A nova entidade que nunca se concretizou, ocupando um quarto do território sírio além do Eufrates, com o nome peculiar de Rojava, está desaparecendo da história. A tentativa desesperada dos curdos, um dos maiores povos do mundo (com até 40 milhões de pessoas no Oriente Médio) que não possui um Estado próprio, de estabelecer um centro nacional consolidado terminou em mais um fracasso. Mais uma vez, isso se deveu principalmente a uma aliança mal escolhida, desta vez com os supostamente "todo-poderosos", mas sempre buscando apenas seus próprios interesses, os americanos.

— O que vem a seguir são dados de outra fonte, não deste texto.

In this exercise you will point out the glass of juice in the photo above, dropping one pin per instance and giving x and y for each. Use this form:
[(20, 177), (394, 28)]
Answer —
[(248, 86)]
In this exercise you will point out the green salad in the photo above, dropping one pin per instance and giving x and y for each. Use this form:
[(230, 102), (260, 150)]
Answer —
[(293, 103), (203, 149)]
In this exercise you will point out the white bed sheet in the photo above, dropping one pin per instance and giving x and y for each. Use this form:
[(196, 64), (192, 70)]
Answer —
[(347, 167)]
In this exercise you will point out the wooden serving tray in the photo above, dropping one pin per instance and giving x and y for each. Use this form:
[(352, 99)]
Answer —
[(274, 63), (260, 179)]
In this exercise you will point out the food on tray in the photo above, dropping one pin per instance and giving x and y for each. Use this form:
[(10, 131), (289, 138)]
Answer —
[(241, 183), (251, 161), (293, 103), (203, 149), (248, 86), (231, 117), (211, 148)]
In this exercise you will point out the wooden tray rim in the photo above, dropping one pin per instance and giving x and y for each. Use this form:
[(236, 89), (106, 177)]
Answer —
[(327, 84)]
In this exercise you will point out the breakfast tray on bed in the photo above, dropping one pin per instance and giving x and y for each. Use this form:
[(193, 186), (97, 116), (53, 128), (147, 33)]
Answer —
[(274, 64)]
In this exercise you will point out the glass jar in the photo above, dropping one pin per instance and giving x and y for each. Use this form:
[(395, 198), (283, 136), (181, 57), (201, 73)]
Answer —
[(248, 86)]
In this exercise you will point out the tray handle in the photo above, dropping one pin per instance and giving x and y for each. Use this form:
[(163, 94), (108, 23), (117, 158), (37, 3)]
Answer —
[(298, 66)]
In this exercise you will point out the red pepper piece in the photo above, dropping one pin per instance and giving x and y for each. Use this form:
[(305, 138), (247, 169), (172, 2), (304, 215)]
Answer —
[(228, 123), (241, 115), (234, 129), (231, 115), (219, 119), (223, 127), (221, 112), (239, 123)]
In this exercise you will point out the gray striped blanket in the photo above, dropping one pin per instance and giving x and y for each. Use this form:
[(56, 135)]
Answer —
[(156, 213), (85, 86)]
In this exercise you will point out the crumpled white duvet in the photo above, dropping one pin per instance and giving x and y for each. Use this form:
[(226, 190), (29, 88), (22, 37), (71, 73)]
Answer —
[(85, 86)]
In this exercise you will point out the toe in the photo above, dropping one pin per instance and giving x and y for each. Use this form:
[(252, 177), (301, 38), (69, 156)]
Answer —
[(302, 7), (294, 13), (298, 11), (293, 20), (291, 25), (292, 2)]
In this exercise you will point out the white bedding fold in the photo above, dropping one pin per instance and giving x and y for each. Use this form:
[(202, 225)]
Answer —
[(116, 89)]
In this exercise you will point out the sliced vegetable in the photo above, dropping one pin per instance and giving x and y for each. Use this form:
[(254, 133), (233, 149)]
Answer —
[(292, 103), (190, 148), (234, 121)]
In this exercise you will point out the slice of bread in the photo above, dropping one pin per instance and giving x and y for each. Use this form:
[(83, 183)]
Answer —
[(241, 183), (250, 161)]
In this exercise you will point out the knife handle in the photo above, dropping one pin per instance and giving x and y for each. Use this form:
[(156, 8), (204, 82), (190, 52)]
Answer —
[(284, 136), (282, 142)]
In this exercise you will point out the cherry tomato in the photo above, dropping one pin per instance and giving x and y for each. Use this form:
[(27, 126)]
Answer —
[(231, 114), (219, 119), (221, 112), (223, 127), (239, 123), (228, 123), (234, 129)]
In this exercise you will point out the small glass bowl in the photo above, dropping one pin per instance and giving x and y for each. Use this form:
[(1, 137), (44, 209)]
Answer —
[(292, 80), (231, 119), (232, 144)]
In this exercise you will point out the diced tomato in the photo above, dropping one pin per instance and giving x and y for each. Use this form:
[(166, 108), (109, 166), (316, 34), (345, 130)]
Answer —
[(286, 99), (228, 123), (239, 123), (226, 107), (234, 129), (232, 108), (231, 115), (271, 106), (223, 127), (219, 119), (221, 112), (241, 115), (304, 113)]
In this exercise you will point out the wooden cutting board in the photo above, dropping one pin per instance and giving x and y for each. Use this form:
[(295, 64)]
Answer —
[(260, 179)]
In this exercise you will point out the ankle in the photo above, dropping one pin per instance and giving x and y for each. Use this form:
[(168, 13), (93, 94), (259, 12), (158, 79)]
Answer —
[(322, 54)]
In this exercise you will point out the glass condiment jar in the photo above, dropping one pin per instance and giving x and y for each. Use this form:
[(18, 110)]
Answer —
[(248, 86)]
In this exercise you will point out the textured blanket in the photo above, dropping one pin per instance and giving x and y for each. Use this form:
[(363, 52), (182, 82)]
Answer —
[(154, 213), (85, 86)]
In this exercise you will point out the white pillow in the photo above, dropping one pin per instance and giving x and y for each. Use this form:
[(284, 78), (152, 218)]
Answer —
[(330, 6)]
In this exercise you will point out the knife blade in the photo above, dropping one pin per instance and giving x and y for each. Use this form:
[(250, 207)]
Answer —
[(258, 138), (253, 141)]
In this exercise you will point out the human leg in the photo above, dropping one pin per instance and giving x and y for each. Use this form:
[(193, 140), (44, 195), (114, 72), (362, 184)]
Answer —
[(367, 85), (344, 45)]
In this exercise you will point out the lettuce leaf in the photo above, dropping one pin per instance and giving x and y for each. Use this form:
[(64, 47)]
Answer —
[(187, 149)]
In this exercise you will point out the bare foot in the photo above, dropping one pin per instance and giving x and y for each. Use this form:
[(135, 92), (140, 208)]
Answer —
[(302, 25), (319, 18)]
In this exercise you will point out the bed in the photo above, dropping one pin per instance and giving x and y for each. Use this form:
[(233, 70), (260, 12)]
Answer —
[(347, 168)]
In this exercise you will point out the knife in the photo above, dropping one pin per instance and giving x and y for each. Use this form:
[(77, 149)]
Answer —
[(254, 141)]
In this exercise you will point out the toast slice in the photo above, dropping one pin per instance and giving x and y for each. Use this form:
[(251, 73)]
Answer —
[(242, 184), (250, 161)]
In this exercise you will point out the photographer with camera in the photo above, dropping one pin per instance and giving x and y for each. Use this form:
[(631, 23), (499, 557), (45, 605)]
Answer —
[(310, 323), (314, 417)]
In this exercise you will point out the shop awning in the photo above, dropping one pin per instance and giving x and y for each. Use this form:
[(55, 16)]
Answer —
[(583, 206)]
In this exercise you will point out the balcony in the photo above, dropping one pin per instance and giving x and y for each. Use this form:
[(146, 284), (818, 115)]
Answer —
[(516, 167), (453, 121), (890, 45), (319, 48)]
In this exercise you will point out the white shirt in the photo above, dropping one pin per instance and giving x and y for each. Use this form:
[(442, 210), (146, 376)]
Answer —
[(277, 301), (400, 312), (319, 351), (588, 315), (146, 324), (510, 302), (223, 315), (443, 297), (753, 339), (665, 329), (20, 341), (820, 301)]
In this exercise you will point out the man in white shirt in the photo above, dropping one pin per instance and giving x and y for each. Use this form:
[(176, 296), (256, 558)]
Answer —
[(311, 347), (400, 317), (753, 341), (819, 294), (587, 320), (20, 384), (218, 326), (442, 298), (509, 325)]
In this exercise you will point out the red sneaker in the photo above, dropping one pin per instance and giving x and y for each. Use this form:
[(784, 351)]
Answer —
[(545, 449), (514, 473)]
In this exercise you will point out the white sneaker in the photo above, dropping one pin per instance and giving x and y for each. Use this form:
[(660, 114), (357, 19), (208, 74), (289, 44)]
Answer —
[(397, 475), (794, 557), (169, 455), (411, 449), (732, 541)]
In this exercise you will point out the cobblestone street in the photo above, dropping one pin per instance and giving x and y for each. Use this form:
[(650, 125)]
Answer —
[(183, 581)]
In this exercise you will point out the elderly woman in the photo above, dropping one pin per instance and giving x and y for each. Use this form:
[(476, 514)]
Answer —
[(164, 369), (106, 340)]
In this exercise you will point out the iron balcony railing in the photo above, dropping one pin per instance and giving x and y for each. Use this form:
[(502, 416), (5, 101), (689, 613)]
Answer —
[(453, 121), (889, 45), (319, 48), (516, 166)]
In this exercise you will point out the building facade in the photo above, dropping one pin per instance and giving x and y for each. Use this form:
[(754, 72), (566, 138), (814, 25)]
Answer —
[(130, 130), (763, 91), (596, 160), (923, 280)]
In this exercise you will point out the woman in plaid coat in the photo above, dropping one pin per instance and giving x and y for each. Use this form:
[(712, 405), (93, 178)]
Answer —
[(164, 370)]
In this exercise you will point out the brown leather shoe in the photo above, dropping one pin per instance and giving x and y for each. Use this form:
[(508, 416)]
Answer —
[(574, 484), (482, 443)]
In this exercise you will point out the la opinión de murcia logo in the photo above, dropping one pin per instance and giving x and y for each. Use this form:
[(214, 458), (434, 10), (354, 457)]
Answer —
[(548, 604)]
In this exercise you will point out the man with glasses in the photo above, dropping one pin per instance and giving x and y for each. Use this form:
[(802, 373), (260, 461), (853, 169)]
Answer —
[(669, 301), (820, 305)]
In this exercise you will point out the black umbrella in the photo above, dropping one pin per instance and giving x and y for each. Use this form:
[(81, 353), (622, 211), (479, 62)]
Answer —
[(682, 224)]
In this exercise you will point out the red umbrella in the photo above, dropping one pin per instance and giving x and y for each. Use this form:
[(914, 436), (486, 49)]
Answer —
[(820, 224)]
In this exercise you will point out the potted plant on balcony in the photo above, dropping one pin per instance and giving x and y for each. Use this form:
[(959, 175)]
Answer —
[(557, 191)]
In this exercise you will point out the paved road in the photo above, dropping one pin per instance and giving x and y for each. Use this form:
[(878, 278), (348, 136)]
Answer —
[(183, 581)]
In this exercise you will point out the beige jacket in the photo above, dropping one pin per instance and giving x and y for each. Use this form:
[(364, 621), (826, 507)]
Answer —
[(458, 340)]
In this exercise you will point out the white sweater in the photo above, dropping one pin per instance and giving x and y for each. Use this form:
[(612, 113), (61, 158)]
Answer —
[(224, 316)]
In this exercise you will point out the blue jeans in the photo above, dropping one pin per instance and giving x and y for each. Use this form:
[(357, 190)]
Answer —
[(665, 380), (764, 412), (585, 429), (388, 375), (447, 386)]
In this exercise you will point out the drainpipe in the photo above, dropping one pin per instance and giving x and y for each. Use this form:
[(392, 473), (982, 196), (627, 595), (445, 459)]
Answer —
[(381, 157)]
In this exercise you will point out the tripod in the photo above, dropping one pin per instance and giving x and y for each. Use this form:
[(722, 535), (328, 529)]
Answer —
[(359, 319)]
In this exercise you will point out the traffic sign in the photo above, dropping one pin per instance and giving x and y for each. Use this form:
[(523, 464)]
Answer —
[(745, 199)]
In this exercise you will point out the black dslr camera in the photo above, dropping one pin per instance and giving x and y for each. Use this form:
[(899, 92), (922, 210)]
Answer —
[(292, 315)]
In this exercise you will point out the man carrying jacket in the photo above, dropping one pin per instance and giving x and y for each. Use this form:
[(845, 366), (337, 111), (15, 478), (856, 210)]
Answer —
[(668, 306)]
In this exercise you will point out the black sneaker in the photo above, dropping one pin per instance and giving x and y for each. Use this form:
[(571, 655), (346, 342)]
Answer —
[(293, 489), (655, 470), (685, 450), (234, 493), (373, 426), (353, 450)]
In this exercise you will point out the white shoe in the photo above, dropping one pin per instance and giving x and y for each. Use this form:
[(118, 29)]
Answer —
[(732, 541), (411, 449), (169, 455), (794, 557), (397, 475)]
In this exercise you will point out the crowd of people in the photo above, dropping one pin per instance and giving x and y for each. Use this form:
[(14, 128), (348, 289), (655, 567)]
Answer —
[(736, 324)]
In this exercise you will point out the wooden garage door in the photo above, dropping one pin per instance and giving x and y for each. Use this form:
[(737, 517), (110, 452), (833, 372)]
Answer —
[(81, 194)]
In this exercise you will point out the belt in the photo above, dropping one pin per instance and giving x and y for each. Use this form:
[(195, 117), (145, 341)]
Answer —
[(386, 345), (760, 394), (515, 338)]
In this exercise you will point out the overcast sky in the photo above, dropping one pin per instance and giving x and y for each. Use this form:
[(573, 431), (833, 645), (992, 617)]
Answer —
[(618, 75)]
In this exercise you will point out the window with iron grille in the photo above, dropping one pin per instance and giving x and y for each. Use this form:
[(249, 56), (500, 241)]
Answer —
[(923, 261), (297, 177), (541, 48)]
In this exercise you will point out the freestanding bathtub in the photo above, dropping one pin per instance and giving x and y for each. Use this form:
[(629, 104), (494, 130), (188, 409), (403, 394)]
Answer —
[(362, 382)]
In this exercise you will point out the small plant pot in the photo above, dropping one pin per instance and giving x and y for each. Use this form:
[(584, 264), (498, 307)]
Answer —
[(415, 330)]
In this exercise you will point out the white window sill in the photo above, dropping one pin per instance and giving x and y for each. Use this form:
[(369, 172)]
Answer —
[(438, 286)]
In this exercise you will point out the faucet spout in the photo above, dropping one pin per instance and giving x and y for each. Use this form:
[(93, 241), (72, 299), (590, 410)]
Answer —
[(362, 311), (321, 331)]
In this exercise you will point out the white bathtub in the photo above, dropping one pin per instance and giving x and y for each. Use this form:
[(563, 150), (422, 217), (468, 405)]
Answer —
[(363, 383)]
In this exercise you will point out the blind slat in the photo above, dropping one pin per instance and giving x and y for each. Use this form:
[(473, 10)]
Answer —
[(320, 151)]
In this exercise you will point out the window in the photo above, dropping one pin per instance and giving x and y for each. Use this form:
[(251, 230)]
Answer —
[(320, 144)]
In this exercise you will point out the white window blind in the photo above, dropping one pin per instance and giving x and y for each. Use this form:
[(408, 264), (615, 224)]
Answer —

Rojava baixa suas bandeiras
Os curdos são inegavelmente corajosos, mas seu território em Rojava desmoronou em questão de dias sob o ataque do grupo relativamente pequeno (40 a 50 mil), embora sem dúvida bem-intencionado, de ex-jihadistas do novo líder sírio, Ahmed al-Shara'a. Os dois lados assinaram acordos de cessar-fogo, Damasco promulgou decretos sobre os direitos curdos, mas sem qualquer autonomia. Contudo, o processo de desmantelamento das estruturas de Rojava continua. O novo exército do governo sírio ocupou gradualmente todo o seu território, prometendo evitar entrar nos centros dos assentamentos curdos, mas posicionar-se nos arredores.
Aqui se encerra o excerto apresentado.